The biggest variance perhaps will be your tire of choice. Not all tires, as you know, are the same size, despite being labeled 27mm wide. Some are narrower some are wider, some are higher in profile (larger diameter, typically due to extra rubber) and of course some are smaller.

FWIW I cannot get 27s on my '09 6.5Pro. Those are Specialized Armadillos (winter tire). Just not enough clearance at the fork crown or seat stay crown. But I can easily clear every 25 I have tried.

HTH
zac


----------



## rickdees

_Maybe it would help if you listed the year of your 4.5 too, as clearances change. _

The model year is 2011. I asked a bike salesman and he said 28 mm. Just want to confirm.


----------



## zac

rickdees said:


> _Maybe it would help if you listed the year of your 4.5 too, as clearances change. _
> 
> The model year is 2011. I asked a bike salesman and he said 28 mm. Just want to confirm.
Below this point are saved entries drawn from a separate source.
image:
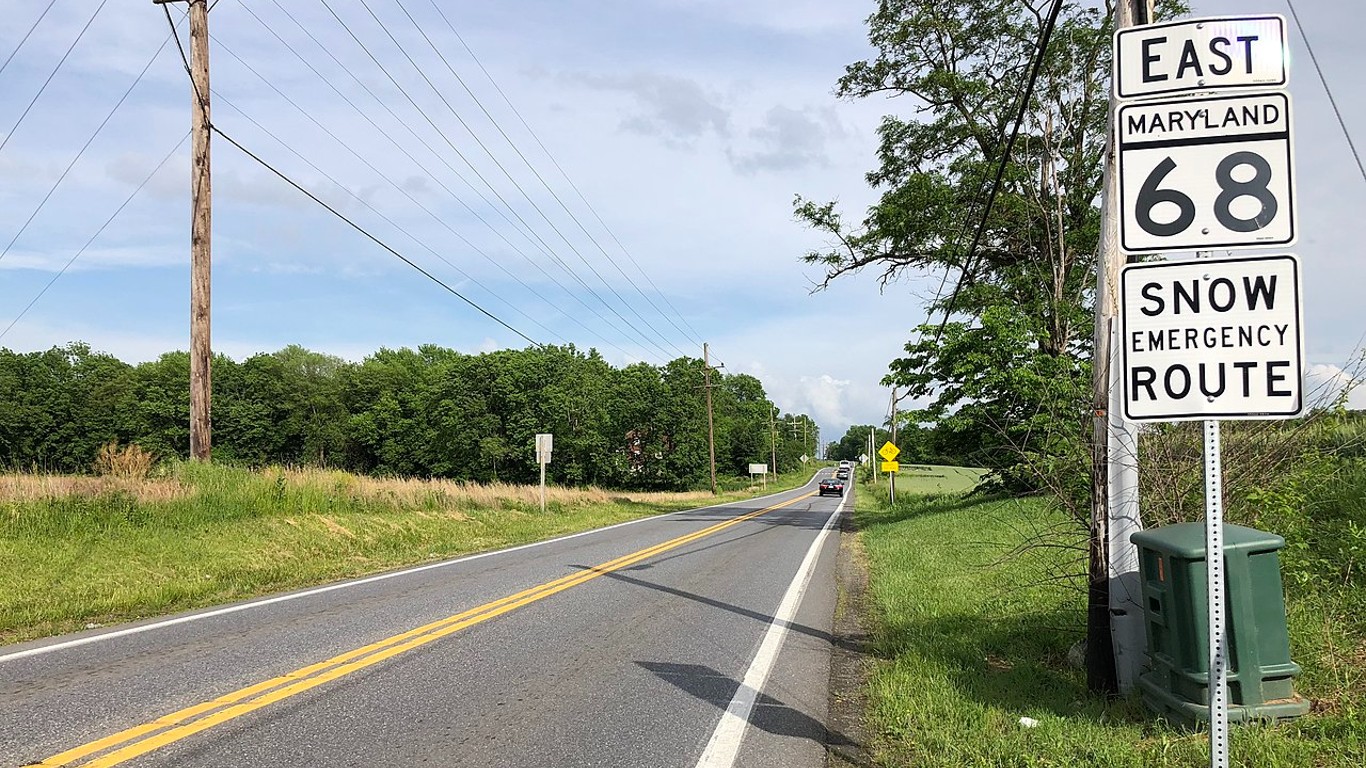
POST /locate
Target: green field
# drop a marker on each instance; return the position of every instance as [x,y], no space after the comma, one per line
[86,551]
[970,636]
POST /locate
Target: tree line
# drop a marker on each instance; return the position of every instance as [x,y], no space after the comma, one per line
[429,412]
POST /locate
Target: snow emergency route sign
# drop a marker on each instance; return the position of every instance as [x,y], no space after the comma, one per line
[1215,338]
[1201,174]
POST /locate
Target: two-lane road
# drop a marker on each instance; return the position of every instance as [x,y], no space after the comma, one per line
[686,640]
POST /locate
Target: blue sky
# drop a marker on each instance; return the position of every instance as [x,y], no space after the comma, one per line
[689,125]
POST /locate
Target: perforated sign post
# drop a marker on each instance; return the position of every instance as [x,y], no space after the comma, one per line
[1206,174]
[544,444]
[1215,338]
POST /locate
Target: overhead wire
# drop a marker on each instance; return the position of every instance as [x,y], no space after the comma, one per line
[534,172]
[52,74]
[1328,90]
[96,235]
[25,38]
[518,186]
[338,213]
[399,187]
[526,228]
[558,167]
[370,237]
[1036,64]
[84,148]
[368,205]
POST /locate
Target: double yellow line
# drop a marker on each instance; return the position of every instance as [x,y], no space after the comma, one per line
[168,729]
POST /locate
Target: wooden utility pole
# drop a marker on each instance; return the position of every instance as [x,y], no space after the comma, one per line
[1115,640]
[773,437]
[201,209]
[711,425]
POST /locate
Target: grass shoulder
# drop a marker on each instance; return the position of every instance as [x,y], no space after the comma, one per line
[970,634]
[81,552]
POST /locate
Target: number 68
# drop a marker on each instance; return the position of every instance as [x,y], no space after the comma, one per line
[1152,194]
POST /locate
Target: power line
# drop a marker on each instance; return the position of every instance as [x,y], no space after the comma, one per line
[372,238]
[1000,170]
[517,185]
[36,22]
[358,198]
[1328,90]
[424,170]
[366,204]
[537,174]
[84,148]
[532,235]
[52,74]
[96,235]
[558,167]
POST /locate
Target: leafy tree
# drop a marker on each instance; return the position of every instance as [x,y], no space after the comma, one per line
[429,412]
[1008,365]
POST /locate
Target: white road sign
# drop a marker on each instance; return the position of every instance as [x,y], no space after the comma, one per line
[1215,338]
[1206,174]
[1200,55]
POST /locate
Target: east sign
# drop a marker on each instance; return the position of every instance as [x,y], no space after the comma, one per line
[1201,55]
[1216,338]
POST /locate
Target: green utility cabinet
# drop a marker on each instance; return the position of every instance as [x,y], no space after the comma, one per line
[1175,611]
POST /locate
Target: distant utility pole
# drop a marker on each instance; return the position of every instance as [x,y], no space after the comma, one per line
[201,208]
[773,437]
[891,476]
[1115,634]
[711,427]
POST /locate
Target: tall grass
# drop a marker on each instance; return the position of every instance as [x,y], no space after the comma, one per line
[969,638]
[99,550]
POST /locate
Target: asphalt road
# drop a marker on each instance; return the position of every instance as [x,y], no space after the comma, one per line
[686,640]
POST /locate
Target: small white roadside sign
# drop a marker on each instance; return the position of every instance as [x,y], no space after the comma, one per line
[1217,338]
[1204,174]
[1200,55]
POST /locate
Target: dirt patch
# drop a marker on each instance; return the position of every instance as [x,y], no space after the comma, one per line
[847,742]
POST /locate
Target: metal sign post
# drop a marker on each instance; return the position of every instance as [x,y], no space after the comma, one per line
[544,444]
[758,469]
[1215,577]
[889,451]
[1215,338]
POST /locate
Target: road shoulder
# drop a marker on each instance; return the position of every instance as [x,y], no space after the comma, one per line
[850,660]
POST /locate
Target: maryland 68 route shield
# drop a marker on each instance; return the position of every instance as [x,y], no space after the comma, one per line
[1205,174]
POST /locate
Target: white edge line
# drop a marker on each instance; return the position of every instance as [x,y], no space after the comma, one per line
[724,746]
[264,601]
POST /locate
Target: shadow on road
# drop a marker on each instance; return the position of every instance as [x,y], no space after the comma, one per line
[769,714]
Ok then, take it into the shop and have them mount what tire you want and see if it fits. Seems simple enough to me. Your shop seems to know what fits, as they should, so you should be fine with that advice.

Let us know what you do, and what fits, as it helps the next rider with the same or similar question....

zac


----------



## rickdees

zac said:


> Ok then, take it into the shop and have them mount what tire you want and see if it fits. Seems simple enough to me. Your shop seems to know what fits, as they should, so you should be fine with that advice.
> 
> Let us know what you do, and what fits, as it helps the next rider with the same or similar question....
> 
> zac


Actually, I don't own a 2011 Madone 4.5 - just considering it. Being able to use 28 mm tires is just one of the criteria for my next bike. Thanks Zac for your help.


----------



## Alaska Mike

I was actually looking pretty hard at the '10 4.7, which was pretty much the same except for color and it was a Rival build. Lot of features I liked about that bike, like the tapered head tube and integrated speed/cadence sensor. From what I could tell, it had pretty decent room in the front fork for a wider tire, which was one of my concerns. My BMC's fork is on the narrow side, and would barely fit a 25c tire. If the wheel got a little out of true or I broke a spoke, I was rubbing. I ended up getting a Ridley Orion, which had even more room than the Madone.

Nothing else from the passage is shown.